Our interview dovetailed with conversations I’ve had lately, where I've been emphasizing the distinction between streaming and real time. Streaming connotes an unbounded data set, whereas real time is mainly about low latency. The distinction can be blurry, but it’s something that seasoned solution architects understand. While most companies deal with problems that fall under the realm of “near real time” (end-to-end pipelines that run somewhere between five minutes to an hour), they still need to deal with data that is continuously arriving. Part of what’s interesting about the new Structured Streaming API in Apache Spark is that it opens up streaming (or unbounded) data processing to a much wider group of users (namely data scientists and business analysts).
Here are some highlights from our conversation:
The growing interest in streaming
There are two reasons. One is that it's an emerging area, where people are struggling to figure out what to do and how to make sense of all these tools. It does also raise the bar in terms of production issues compared to a batch job that runs for a couple of hours. … But a streaming job is supposed to run reliably for months, or whatever. Suddenly, you're now out of the realm of the back office and into the realm of the bleeding edge, always-on, Internet that your distributed computing friends are fretting over all the time.
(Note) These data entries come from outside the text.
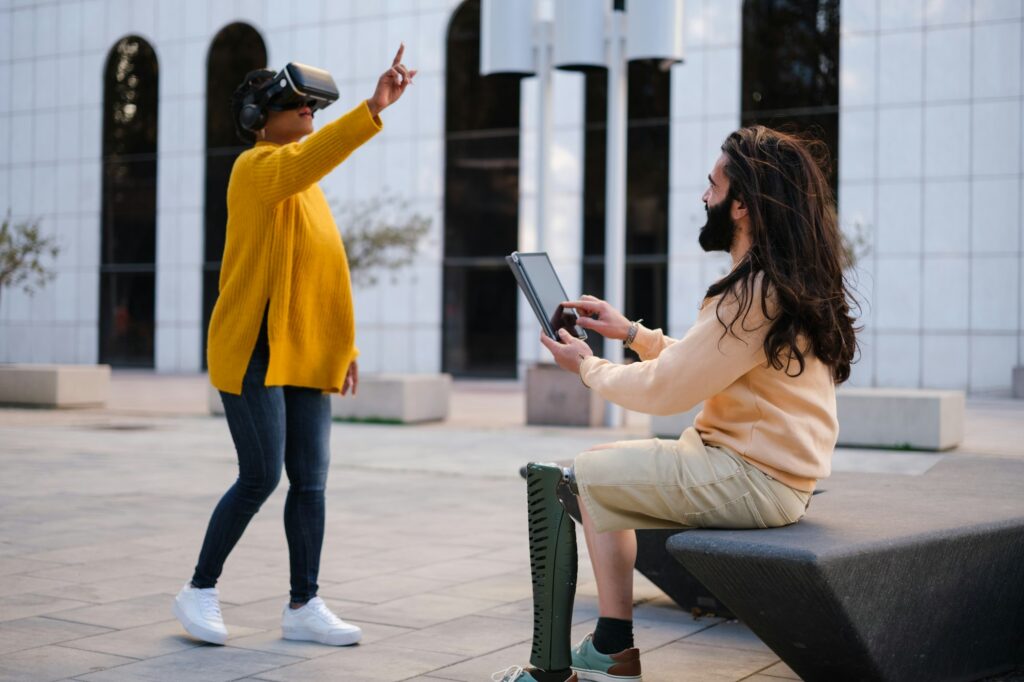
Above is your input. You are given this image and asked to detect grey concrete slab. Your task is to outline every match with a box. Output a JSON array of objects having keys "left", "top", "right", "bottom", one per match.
[
  {"left": 79, "top": 646, "right": 302, "bottom": 682},
  {"left": 0, "top": 373, "right": 1024, "bottom": 682},
  {"left": 0, "top": 644, "right": 132, "bottom": 682},
  {"left": 251, "top": 641, "right": 458, "bottom": 682},
  {"left": 0, "top": 615, "right": 110, "bottom": 655}
]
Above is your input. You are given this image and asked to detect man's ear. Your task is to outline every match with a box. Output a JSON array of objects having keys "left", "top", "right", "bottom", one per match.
[{"left": 729, "top": 193, "right": 749, "bottom": 220}]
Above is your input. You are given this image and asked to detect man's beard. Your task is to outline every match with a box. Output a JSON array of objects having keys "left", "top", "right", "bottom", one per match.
[{"left": 697, "top": 196, "right": 736, "bottom": 252}]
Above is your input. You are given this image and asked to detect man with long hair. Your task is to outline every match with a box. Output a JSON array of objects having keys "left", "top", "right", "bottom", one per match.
[{"left": 495, "top": 126, "right": 857, "bottom": 682}]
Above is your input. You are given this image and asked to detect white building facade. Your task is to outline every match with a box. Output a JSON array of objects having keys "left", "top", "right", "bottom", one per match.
[{"left": 0, "top": 0, "right": 1024, "bottom": 393}]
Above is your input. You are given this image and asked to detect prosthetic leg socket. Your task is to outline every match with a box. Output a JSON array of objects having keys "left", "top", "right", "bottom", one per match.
[{"left": 526, "top": 464, "right": 578, "bottom": 670}]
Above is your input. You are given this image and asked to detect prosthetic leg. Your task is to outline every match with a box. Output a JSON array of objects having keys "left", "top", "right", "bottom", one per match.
[{"left": 526, "top": 464, "right": 578, "bottom": 670}]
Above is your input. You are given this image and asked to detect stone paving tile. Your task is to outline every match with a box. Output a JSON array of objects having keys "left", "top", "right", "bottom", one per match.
[
  {"left": 641, "top": 639, "right": 778, "bottom": 682},
  {"left": 319, "top": 574, "right": 452, "bottom": 604},
  {"left": 0, "top": 550, "right": 61, "bottom": 580},
  {"left": 389, "top": 615, "right": 534, "bottom": 657},
  {"left": 29, "top": 573, "right": 177, "bottom": 604},
  {"left": 0, "top": 645, "right": 132, "bottom": 682},
  {"left": 45, "top": 594, "right": 180, "bottom": 629},
  {"left": 343, "top": 594, "right": 498, "bottom": 628},
  {"left": 0, "top": 615, "right": 110, "bottom": 655},
  {"left": 434, "top": 568, "right": 534, "bottom": 602},
  {"left": 79, "top": 646, "right": 301, "bottom": 682},
  {"left": 63, "top": 621, "right": 259, "bottom": 658},
  {"left": 251, "top": 642, "right": 459, "bottom": 682},
  {"left": 0, "top": 594, "right": 89, "bottom": 623},
  {"left": 686, "top": 621, "right": 777, "bottom": 657},
  {"left": 0, "top": 574, "right": 74, "bottom": 601}
]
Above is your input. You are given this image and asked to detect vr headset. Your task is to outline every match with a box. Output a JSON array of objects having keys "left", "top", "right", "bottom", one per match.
[{"left": 239, "top": 61, "right": 338, "bottom": 130}]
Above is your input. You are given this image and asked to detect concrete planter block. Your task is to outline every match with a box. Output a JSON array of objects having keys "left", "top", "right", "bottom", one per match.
[
  {"left": 650, "top": 402, "right": 703, "bottom": 438},
  {"left": 209, "top": 374, "right": 452, "bottom": 424},
  {"left": 0, "top": 365, "right": 111, "bottom": 408},
  {"left": 331, "top": 374, "right": 452, "bottom": 424},
  {"left": 836, "top": 388, "right": 965, "bottom": 450},
  {"left": 526, "top": 365, "right": 604, "bottom": 426}
]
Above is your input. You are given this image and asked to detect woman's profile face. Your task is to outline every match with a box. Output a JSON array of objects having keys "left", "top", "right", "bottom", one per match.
[{"left": 264, "top": 105, "right": 313, "bottom": 142}]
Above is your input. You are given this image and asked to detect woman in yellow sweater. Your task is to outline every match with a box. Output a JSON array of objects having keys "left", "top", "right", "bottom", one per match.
[{"left": 173, "top": 46, "right": 416, "bottom": 645}]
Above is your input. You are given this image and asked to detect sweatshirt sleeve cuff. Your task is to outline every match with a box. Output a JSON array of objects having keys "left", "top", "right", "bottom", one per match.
[{"left": 580, "top": 355, "right": 601, "bottom": 388}]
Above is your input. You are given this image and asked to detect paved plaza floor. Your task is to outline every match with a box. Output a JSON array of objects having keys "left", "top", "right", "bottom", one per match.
[{"left": 0, "top": 373, "right": 1024, "bottom": 682}]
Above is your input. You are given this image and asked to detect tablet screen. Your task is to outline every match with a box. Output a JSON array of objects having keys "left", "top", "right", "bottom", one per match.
[{"left": 519, "top": 253, "right": 580, "bottom": 336}]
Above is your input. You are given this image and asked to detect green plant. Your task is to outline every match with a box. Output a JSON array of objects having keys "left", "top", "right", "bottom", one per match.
[
  {"left": 331, "top": 190, "right": 430, "bottom": 287},
  {"left": 0, "top": 211, "right": 60, "bottom": 311}
]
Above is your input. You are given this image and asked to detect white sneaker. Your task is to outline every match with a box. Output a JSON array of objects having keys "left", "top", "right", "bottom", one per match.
[
  {"left": 281, "top": 597, "right": 362, "bottom": 646},
  {"left": 174, "top": 583, "right": 227, "bottom": 644}
]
The problems are harder. The last point I'll make is that streaming fits the model of stuff that Lightbend has traditionally worked on, which has been more highly available, highly reliable systems and tools to support that; so, it's a more natural fit than just the general data science and data engineering problems.
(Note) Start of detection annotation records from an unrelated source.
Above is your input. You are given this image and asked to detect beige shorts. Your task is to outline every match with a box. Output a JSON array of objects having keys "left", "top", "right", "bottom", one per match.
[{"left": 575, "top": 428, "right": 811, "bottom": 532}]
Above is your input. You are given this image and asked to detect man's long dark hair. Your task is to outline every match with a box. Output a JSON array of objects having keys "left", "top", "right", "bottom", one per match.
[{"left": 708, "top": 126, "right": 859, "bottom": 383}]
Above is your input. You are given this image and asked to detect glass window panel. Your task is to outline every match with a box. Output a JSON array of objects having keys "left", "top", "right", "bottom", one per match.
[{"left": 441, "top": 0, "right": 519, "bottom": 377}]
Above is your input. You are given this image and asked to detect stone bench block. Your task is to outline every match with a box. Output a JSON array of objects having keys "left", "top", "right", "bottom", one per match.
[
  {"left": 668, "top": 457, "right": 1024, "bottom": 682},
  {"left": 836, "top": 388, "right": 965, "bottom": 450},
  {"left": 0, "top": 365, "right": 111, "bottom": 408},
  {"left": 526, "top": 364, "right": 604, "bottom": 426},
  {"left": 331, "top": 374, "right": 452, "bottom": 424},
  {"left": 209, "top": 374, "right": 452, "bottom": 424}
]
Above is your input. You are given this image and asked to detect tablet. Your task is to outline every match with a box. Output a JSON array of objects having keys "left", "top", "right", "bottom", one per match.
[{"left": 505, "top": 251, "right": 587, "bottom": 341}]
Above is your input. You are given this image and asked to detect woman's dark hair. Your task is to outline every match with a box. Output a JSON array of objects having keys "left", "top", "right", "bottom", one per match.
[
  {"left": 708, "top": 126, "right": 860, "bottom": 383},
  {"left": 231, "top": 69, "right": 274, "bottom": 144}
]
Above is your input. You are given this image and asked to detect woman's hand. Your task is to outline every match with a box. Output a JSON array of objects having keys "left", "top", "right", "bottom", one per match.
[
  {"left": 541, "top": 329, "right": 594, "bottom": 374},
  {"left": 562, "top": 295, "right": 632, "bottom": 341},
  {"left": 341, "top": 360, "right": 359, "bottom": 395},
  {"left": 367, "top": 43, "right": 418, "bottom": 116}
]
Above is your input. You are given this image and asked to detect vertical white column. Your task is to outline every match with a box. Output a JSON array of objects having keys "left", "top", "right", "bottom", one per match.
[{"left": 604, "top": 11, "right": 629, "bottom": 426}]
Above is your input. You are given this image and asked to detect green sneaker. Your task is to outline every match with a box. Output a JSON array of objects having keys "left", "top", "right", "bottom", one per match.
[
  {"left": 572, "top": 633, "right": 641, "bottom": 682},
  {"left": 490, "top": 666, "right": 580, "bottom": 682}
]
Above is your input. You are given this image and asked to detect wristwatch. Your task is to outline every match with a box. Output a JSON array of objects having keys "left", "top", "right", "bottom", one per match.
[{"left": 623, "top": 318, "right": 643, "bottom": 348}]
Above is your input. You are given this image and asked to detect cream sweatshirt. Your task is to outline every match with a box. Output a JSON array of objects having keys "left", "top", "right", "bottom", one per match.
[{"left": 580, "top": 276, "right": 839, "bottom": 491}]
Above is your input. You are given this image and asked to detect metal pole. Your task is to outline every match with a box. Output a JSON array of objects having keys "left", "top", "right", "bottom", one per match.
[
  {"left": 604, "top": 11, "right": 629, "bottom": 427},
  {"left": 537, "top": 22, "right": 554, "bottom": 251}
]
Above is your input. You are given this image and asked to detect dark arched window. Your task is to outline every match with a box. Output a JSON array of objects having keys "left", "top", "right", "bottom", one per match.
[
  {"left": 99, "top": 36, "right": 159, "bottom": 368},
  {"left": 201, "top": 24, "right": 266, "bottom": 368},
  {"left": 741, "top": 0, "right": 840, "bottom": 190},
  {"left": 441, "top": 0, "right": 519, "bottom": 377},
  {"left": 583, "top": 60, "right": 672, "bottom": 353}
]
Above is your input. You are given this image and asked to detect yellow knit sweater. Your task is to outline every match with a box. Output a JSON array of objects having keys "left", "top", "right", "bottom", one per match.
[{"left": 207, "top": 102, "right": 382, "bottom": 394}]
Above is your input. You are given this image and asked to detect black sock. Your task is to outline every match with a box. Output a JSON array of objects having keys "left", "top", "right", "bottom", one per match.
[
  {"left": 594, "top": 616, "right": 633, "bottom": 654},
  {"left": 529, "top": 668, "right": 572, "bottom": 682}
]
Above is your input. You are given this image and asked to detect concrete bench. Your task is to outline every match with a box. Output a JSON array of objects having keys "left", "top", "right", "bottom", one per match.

Stream processing frameworks
We're seeing this same sort of Cambrian explosion of different options like we saw with the NoSQL databases in the 2000s. A lot of these will fall by the wayside, I think. … What I encourage people to do is, first, make sure you're picking something that really has a vibrant community, like Spark, where it's clear that it's going to be around for a while, that people are going to keep moving forward. But then make sure you understand what the strengths and weaknesses of the system are.
Just enough Scala for Spark
In my view, no tool highlights the advantages of Scala and hides the disadvantages of Scala better than Spark does. I'm thinking more of the old RDD API than the newer Dataset API, but when you're writing, effectively what are data flows, in Spark, it's just a natural, very elegant way to express them when you use the Scala API. I think even more expressive and clean than the Python API, which is historically a very concise and great way to write data science apps. ... Certainly, at Lightbend, we've seen that big data and the fact that it's being used a lot for tools like Spark and Kafka has driven interest in Scala in general.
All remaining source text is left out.